Sacred Mountains Panel

Event description: 

April 11, 2023

Online at 9pm EDT

Watch the panel on Zoom.

“Landscape is first of all an effort of the imagination – a construed way of seeing the world which is distinctive to a people, their culture, and even their anticipated means of encountering the holy.”
-Belden Lane, Landscapes of the Sacred, 1988

“As the highest and most dramatic features of the natural landscape, mountains have an extraordinary power to evoke the sacred,” writes Dr. Edwin Bernbaum in his book Sacred Mountains of the World.  “Mountains are regarded as embodiments of humanity’s highest ideals and aspirations…of all the features of the landscape, mountains most dramatically inspire a sense of awe.”  From the gentle rolling hills of the Blue Ridge to the terrifyingly spectacular granite slabs of the Himalayas, mountains provoke a quintessential human urge – to both define, and be defined by, the land out of which we emerged.    This reciprocal dynamic is generative, nuanced, and particular to place.  And our engagement with this dynamic does create meaning.  It is a tapestry of myth, culture, history, and tradition.  It is a landscape.  But our tendency to sacralize the link between inner and outer topographies does have a material significance.  And with this premise, we must ask: What are the ecological implications of Sacred Mountains?

In partnership with the Philosophy, Cosmology, and Consciousness Forum, the Ecology, Spirituality, and Religion Program at the California Institute of Integral Studies is pleased to present a panel on Sacred Mountains featuring Dr. Edwin Bernbaum, Gregg Castro, and Dr. Elizabeth Allison.

Dr. Edwin Bernbaum has recently published a second edition of his book Sacred Mountains of the World and will speak about his expertise with cultures and traditions that regard mountains as sacred.  As a climber himself, Dr. Bernbaum will address how the features of mountain landscapes also influence the human perception of meaning and purpose of within our endeavors, such as with mountaineering, conservation efforts, and the mitigation of climate change.

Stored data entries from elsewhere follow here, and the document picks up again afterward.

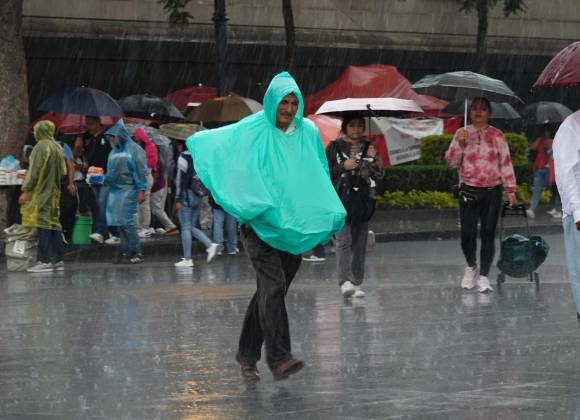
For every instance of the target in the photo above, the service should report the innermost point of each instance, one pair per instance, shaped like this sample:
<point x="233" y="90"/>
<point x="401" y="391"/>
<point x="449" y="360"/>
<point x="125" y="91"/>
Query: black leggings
<point x="486" y="209"/>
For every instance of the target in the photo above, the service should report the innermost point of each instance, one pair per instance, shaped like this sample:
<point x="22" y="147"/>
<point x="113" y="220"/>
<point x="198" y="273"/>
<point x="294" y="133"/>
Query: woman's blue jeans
<point x="540" y="181"/>
<point x="188" y="218"/>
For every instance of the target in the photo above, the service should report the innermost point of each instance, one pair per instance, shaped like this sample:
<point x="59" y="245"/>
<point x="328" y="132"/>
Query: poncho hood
<point x="282" y="85"/>
<point x="274" y="181"/>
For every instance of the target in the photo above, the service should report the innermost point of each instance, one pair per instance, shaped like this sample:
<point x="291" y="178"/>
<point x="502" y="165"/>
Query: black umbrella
<point x="148" y="106"/>
<point x="499" y="110"/>
<point x="83" y="101"/>
<point x="464" y="85"/>
<point x="541" y="113"/>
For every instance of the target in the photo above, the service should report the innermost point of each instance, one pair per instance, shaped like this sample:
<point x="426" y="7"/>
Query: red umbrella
<point x="563" y="69"/>
<point x="329" y="127"/>
<point x="180" y="98"/>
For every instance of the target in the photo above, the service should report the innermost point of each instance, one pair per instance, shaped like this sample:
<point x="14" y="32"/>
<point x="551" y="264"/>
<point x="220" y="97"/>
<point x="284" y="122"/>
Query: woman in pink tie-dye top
<point x="482" y="158"/>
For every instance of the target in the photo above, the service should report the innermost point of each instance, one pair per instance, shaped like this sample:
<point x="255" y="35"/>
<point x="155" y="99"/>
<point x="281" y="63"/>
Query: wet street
<point x="150" y="342"/>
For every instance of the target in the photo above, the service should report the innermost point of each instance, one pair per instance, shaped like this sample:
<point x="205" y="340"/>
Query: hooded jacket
<point x="276" y="182"/>
<point x="42" y="182"/>
<point x="126" y="176"/>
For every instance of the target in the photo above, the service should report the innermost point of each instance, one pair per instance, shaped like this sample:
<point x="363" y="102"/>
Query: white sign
<point x="403" y="136"/>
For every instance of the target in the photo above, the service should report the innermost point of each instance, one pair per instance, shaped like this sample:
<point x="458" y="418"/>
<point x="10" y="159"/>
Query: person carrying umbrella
<point x="126" y="184"/>
<point x="40" y="198"/>
<point x="270" y="172"/>
<point x="353" y="168"/>
<point x="481" y="155"/>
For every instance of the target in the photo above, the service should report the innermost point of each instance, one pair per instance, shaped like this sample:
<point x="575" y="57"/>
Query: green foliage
<point x="433" y="148"/>
<point x="518" y="144"/>
<point x="416" y="199"/>
<point x="175" y="11"/>
<point x="509" y="6"/>
<point x="432" y="177"/>
<point x="524" y="194"/>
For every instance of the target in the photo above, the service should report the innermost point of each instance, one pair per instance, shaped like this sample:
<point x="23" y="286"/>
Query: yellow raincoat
<point x="42" y="182"/>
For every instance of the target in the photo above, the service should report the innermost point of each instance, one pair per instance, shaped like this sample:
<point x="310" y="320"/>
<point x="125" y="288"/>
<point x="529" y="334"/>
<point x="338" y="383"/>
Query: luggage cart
<point x="520" y="256"/>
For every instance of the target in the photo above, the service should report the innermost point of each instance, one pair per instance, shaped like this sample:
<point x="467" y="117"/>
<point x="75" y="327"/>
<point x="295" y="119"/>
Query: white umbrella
<point x="372" y="106"/>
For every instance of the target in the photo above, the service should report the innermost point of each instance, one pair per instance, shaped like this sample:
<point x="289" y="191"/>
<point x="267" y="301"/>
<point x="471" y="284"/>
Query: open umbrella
<point x="154" y="134"/>
<point x="499" y="110"/>
<point x="370" y="106"/>
<point x="563" y="69"/>
<point x="149" y="106"/>
<point x="464" y="85"/>
<point x="224" y="109"/>
<point x="540" y="113"/>
<point x="179" y="131"/>
<point x="83" y="101"/>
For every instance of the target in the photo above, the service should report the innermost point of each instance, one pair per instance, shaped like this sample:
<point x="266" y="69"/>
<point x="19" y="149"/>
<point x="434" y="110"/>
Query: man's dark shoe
<point x="121" y="259"/>
<point x="249" y="370"/>
<point x="286" y="368"/>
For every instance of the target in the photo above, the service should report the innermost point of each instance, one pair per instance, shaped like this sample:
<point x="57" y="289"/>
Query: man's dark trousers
<point x="266" y="319"/>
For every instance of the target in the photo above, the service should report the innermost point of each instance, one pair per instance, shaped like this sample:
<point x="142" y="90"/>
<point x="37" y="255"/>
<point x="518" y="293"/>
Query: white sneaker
<point x="314" y="258"/>
<point x="468" y="281"/>
<point x="347" y="289"/>
<point x="40" y="268"/>
<point x="59" y="266"/>
<point x="483" y="285"/>
<point x="113" y="240"/>
<point x="144" y="233"/>
<point x="97" y="237"/>
<point x="184" y="263"/>
<point x="212" y="252"/>
<point x="358" y="292"/>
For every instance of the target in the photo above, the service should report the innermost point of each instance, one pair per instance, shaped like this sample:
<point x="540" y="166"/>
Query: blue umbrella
<point x="83" y="101"/>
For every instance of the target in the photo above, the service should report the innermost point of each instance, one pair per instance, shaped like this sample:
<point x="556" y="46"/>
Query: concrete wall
<point x="403" y="24"/>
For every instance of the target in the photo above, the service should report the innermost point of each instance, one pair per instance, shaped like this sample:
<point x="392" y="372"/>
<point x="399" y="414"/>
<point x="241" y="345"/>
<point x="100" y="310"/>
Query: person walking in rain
<point x="270" y="172"/>
<point x="126" y="184"/>
<point x="566" y="149"/>
<point x="354" y="167"/>
<point x="481" y="154"/>
<point x="188" y="201"/>
<point x="40" y="198"/>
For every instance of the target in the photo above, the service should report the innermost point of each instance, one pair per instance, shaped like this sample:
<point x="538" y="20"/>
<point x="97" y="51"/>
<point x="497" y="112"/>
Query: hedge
<point x="433" y="149"/>
<point x="442" y="200"/>
<point x="406" y="178"/>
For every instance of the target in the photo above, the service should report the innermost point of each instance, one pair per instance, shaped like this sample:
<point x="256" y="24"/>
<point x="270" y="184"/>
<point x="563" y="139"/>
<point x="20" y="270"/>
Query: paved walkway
<point x="153" y="342"/>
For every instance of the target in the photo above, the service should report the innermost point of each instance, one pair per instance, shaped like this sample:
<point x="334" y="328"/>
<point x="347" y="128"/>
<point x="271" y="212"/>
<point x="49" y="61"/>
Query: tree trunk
<point x="290" y="34"/>
<point x="221" y="45"/>
<point x="481" y="49"/>
<point x="13" y="86"/>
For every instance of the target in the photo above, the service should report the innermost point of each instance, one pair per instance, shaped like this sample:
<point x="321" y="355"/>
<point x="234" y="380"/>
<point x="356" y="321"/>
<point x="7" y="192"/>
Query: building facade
<point x="127" y="46"/>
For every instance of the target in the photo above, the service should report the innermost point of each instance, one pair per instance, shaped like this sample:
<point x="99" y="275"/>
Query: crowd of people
<point x="289" y="194"/>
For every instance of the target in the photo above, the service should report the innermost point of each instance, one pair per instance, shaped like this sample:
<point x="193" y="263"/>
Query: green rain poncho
<point x="277" y="182"/>
<point x="42" y="182"/>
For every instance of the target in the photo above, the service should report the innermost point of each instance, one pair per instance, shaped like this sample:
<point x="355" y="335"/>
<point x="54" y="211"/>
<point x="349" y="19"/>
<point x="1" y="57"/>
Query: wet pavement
<point x="150" y="342"/>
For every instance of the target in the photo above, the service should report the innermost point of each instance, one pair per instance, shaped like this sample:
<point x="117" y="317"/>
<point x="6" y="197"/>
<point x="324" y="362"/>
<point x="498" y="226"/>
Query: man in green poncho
<point x="40" y="198"/>
<point x="270" y="172"/>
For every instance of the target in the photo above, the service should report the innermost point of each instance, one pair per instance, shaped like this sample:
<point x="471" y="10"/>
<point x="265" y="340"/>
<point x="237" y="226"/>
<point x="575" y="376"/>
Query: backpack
<point x="355" y="193"/>
<point x="192" y="180"/>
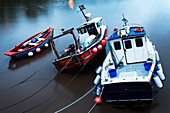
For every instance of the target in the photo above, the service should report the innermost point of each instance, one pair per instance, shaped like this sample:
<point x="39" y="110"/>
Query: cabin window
<point x="92" y="29"/>
<point x="139" y="42"/>
<point x="128" y="44"/>
<point x="117" y="45"/>
<point x="82" y="30"/>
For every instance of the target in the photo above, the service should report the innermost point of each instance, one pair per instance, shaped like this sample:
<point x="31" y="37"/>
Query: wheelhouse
<point x="129" y="49"/>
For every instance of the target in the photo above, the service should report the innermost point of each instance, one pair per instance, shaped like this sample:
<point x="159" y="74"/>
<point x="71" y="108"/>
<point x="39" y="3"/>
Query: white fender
<point x="97" y="79"/>
<point x="99" y="69"/>
<point x="161" y="75"/>
<point x="157" y="81"/>
<point x="157" y="56"/>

Gregg Castro [t’rowt’raahl Salinan/rumsien-ramaytush Ohlone], has worked to preserve his Ohlone and Salinan heritage for over three decades. Gregg is the Society for California Archaeology’s Native American Programs Committee Chairperson. Gregg is a Facilitator for the annual California Indian Conference, a 30+ year annual gathering about California Indigenous culture. He is a Founder/Advisor to the California Indian History Curriculum Coalition, based at CSU-Sacramento, promoting accurate school curriculum. He is Culture Director for the Association of Ramaytush Ohlone, advising within their San Francisco Peninsula homelands. Gregg is a writer-activist within the California Indigenous community.  He will speak about the activism he’s been doing in his community over the years protecting land and sacred sites related to his heritage.

Dr. Elizabeth Allison, chair of ESR, is an environmental social scientist whose research has explored the intersection of religious traditions with environmental policy and practice.  Much of that research has been located in the mountains of Bhutan, where waste management practices, sacred sites, and cultural practices have all intertwined to respond to rapid change.  Her talk will be focused on sacred forests as sites of ‘bio-cultural’ resistance.